TFB Save

TFB: Towards Comprehensive and Fair Benchmarking of Time Series Forecasting Methods (PVLDB 2024) https://arxiv.org/pdf/2403.20150.pdf

Project README

Time Series Forecasting Benchmark (TFB)

Stars Visits Badge

TFB is an open-source library designed for time series researchers.

We provide a clean codebase for end-to-end evaluation of time series forecasting models, comparing their performance with baseline algorithms under various evaluation strategies and metrics.

We are further optimizing our code and welcome any suggestions for modifications.

Quickstart

Installation

Given a python environment (note: this project is fully tested under python 3.8), install the dependencies with the following command:

pip install -r requirements.txt

Data preparation

Prepare Data. You can obtained the well pre-processed datasets from Google Drive.Then place the downloaded data under the folder ./dataset.

Train and evaluate model.

We provide the experiment scripts for all benchmarks under the folder ./scripts/multivariate_forecast and ./scripts/univariate_forecast. For example,you can reproduce a experiment result as the following:

sh ./scripts/multivariate_forecast/ILI_script/DLinear.sh

Steps to develop your own method

  1. Define you model or adapter class
  • The user-implemented model or adapter class should implement the following functions in order to adapt to this benchmark.

  • required_hyper_params function is optional,repr functions is necessary.

  • The function prototype is as follows:

    • required_hyper_params function:

      """
      Return the hyperparameters required by the model
      This function is optional and static
      
      :return: A dictionary that represents the hyperparameters required by the model
      :rtype: dict
      """
      # For example
      @staticmethod
      def required_hyper_params() -> dict:
          """
          An empty dictionary indicating that model does not require
          additional hyperparameters.
          """
          return {}
      
    • forecast_fit function training model

      """
      Train the model.
      
      :param train_valid_data: Time series data used for training.
      :param train_val_ratio: Represents the splitting ratio of the training
      set validation set.
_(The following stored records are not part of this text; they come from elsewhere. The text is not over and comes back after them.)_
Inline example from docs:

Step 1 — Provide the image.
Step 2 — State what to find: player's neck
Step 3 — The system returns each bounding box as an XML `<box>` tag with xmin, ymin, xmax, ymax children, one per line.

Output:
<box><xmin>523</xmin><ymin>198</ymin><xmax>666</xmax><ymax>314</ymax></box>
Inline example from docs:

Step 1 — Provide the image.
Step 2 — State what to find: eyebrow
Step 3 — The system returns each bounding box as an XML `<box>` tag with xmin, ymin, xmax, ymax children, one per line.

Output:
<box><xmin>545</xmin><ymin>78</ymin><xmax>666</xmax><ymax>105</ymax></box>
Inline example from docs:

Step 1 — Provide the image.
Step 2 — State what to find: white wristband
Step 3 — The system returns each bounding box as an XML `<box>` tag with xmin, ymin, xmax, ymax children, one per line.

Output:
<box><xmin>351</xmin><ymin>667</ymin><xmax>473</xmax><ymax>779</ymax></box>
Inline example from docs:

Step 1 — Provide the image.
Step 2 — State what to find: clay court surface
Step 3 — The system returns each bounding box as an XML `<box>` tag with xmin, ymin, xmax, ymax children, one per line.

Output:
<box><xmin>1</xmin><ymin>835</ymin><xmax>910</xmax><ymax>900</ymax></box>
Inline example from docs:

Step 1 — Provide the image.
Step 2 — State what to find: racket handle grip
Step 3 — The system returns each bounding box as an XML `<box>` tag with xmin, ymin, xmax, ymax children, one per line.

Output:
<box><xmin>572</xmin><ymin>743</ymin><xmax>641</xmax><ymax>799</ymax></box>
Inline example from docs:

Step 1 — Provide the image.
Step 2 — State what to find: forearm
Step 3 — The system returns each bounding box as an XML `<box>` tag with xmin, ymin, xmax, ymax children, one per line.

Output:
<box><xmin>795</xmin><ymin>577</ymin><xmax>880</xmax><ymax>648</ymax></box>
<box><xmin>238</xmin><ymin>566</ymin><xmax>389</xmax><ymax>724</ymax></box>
If it is equal to 1, it means that the validation
      set is not partitioned.
      """
      # For example
      def forecast_fit(self, train_valid_data: pd.DataFrame, train_val_ratio: float):
          pass
      
    • forecast function utilizing the model for inference

      """
      Use models for forecasting
      
      :param pred_len: Predict length
      :type pred_len: int
      :param train: Training data used to fit the model
      :type train: pd.DataFrame
      
      :return: Forecasting results
      :rtype: np.ndarray
      """
      # For example
      def forecast(self, pred_len: int, train: pd.DataFrame) -> np.ndarray:
          pass
      
    • __repr __ string representation of function model name

      """
      Returns a string representation of the model name
      
      :return: Returns a string representation of the model name
      :rtype: str
      """
      # For example
      def __repr__(self) -> str:
          return self.model_name
      
  1. Configure your Configuration File
  • modify the corresponding config under the folder ./ts_benchmark/config/.

  • modify the contents in ./scripts/run_benchmark.py/.

  • We strongly recommend using the pre-defined configurations in ./ts_benchmark/config/. Create your own configuration file only when you have a clear understanding of the configuration items.

  1. The benchmark can be run in the following format:
python ./scripts/run_benchmark.py --config-path "rolling_forecast_config.json" --data-name-list "ILI.csv" --strategy-args '{"horizon":24}' --model-name "time_series_library.DLinear" --model-hyper-params '{"batch_size": 16, "d_ff": 512, "d_model": 256, "lr": 0.01, "horizon": 24, "seq_len": 104}' --adapter "transformer_adapter"  --gpus 0  --num-workers 1  --timeout 60000  --save-path "ILI/DLinear"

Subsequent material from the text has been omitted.